Buy Lines | The Safety Act: It's getting better all the time

Without the protection of the Safety Act, few vendors would be able ? or willing ? to enter the anti-terror technology services and products market so fraught with risk and uncertainty.

Congress designed the Safety Act to create a critical risk and litigation management system that limits liabilities of the companies that deploy anti-terror technology services and products. Without such protection, few vendors would be able ? or willing ? to enter a market so fraught with risk and uncertainty.

This is why the act has been such a high priority for industry and why, after a slow start and several years of confusion and debate, it is so heartening to see progress finally being made.

The Homeland Security Department in June published a final rule implementing the Safety Act. This rule recognizes the importance of the act's coverage in the procurement process to avoid forcing companies to make untenable decisions or field capabilities without appropriate protection.

The rule lets government agencies seek a preliminary pre-qualification designation, which gives bidders some assurance that the selected solution will meet basic criteria for coverage under the act and will get expedited review of their applications for coverage.

The final rule also restates DHS' intent to protect companies' proprietary information submitted as part of the application, greatly clarifies the application kit itself, and allows for much-needed "block designations" and "block certifications" for groups of technologies.

Finally, the rule creates a category, developmental testing and evaluation, designed to give limited Safety Act coverage for promising anti-terror technologies and capabilities that are under development. This new coverage is of special importance to the services sector.
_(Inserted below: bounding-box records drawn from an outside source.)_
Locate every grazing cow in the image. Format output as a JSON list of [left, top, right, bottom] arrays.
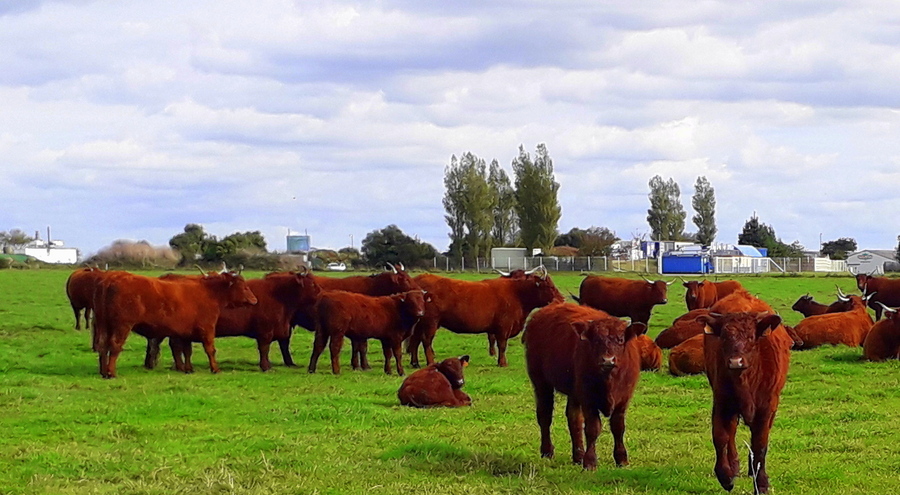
[[309, 290, 432, 376], [863, 306, 900, 361], [700, 296, 793, 493], [94, 272, 256, 378], [575, 275, 672, 325], [856, 273, 900, 321], [407, 267, 564, 366], [291, 263, 419, 370], [66, 267, 106, 330], [681, 279, 744, 311], [397, 355, 472, 407], [656, 309, 709, 349], [144, 271, 321, 371], [635, 335, 662, 371], [793, 296, 874, 349], [522, 303, 647, 469], [669, 334, 706, 376]]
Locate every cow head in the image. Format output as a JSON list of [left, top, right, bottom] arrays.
[[214, 272, 257, 307], [697, 312, 781, 373], [572, 318, 647, 371], [434, 354, 469, 389], [510, 265, 566, 309]]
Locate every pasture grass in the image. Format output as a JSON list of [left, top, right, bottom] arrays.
[[0, 270, 900, 495]]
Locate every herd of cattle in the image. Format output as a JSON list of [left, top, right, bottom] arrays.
[[66, 265, 900, 493]]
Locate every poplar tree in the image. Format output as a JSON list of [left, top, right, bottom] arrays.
[[691, 176, 718, 246], [647, 175, 687, 241], [512, 143, 562, 253]]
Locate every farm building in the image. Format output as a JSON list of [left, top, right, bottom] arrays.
[[847, 249, 900, 275]]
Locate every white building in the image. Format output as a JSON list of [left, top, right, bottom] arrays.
[[847, 249, 897, 275], [14, 239, 78, 265]]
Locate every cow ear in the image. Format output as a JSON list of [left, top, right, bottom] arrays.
[[625, 321, 647, 342], [695, 314, 722, 337], [572, 321, 591, 340], [756, 313, 781, 338]]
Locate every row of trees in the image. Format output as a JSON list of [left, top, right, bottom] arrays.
[[443, 144, 562, 258]]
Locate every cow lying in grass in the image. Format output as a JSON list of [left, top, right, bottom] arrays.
[[522, 304, 646, 469], [397, 355, 472, 407]]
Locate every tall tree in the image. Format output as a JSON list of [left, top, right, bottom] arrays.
[[488, 160, 518, 246], [444, 152, 497, 258], [691, 176, 718, 246], [361, 225, 437, 268], [647, 175, 687, 241], [512, 143, 562, 252], [819, 237, 856, 260]]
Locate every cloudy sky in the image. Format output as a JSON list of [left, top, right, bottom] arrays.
[[0, 0, 900, 260]]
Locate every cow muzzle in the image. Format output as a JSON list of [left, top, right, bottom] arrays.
[[728, 357, 747, 370]]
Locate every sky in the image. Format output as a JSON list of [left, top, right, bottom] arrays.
[[0, 0, 900, 256]]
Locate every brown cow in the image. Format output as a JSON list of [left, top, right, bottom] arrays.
[[681, 279, 744, 311], [635, 335, 662, 371], [656, 309, 709, 349], [856, 273, 900, 321], [522, 303, 647, 469], [669, 336, 706, 376], [94, 272, 256, 378], [309, 290, 432, 376], [793, 296, 874, 349], [863, 306, 900, 361], [575, 275, 672, 325], [701, 296, 793, 493], [296, 263, 419, 370], [407, 269, 564, 366], [66, 267, 106, 330], [150, 272, 321, 371], [397, 355, 472, 407]]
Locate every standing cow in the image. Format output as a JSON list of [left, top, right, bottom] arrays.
[[407, 267, 564, 367], [863, 306, 900, 361], [522, 303, 647, 469], [144, 271, 321, 371], [94, 272, 256, 378], [681, 279, 744, 311], [700, 296, 793, 493], [856, 273, 900, 321], [309, 290, 431, 376], [66, 267, 106, 330], [575, 275, 672, 325]]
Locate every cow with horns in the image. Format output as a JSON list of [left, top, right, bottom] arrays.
[[572, 275, 673, 325], [407, 266, 564, 367], [856, 273, 900, 321]]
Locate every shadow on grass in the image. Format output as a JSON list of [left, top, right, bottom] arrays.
[[379, 442, 721, 493]]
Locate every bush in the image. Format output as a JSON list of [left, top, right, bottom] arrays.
[[85, 240, 181, 269]]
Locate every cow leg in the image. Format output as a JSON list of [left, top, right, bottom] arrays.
[[391, 339, 406, 376], [609, 407, 628, 467], [497, 335, 508, 368], [200, 336, 219, 373], [581, 404, 601, 471], [566, 395, 584, 464], [749, 414, 775, 493], [532, 382, 554, 458], [329, 335, 344, 375], [712, 405, 739, 491], [278, 338, 297, 368], [144, 337, 162, 370], [256, 339, 272, 371], [308, 332, 328, 373]]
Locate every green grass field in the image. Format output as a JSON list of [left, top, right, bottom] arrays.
[[0, 270, 900, 495]]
The act always covered services, but some application requirements for designation and certification appear to be focused on proven technologies, a test that could be met by many products but might be more difficult to achieve in the services sector. Many solutions provided by services companies are developed or designed to meet individual customer needs.

While congressional intent to cover services equally with products was clear, earlier versions of the Safety Act rule struggled with the issue. This conflict was the source of much of the early debate over implementing the rules, and even caused one former senior Homeland Security Department official to tell a 2003 meeting of the Professional Services Council board of directors that the agency simply had not yet figured out how to handle services.

Despite the solid progress that the final rule achieves, much more remains to be done. For example, the rule provides that certain applicants may use a streamlined application kit, but there is not kit yet. Although the rule clarifies much, and likely will ease what will still be a challenging application process, it doesn't reduce the amount of information required by that process. In fact, in some critical areas of the application, the information required is expanded over the earlier version.

Much more needs to be done to robustly connect the Safety Act application process, which DHS manages, and the procurement process. This challenge becomes even more acute when an agency other than DHS is executing the procurement.

And while the act and regulations cover state, local and even commercial procurements, there is no process yet to enable and facilitate application approvals for those procurements.

DHS deserves credit for advancing the Safety Act process in a meaningful way, but important work remains to be done. This is no time to slow down.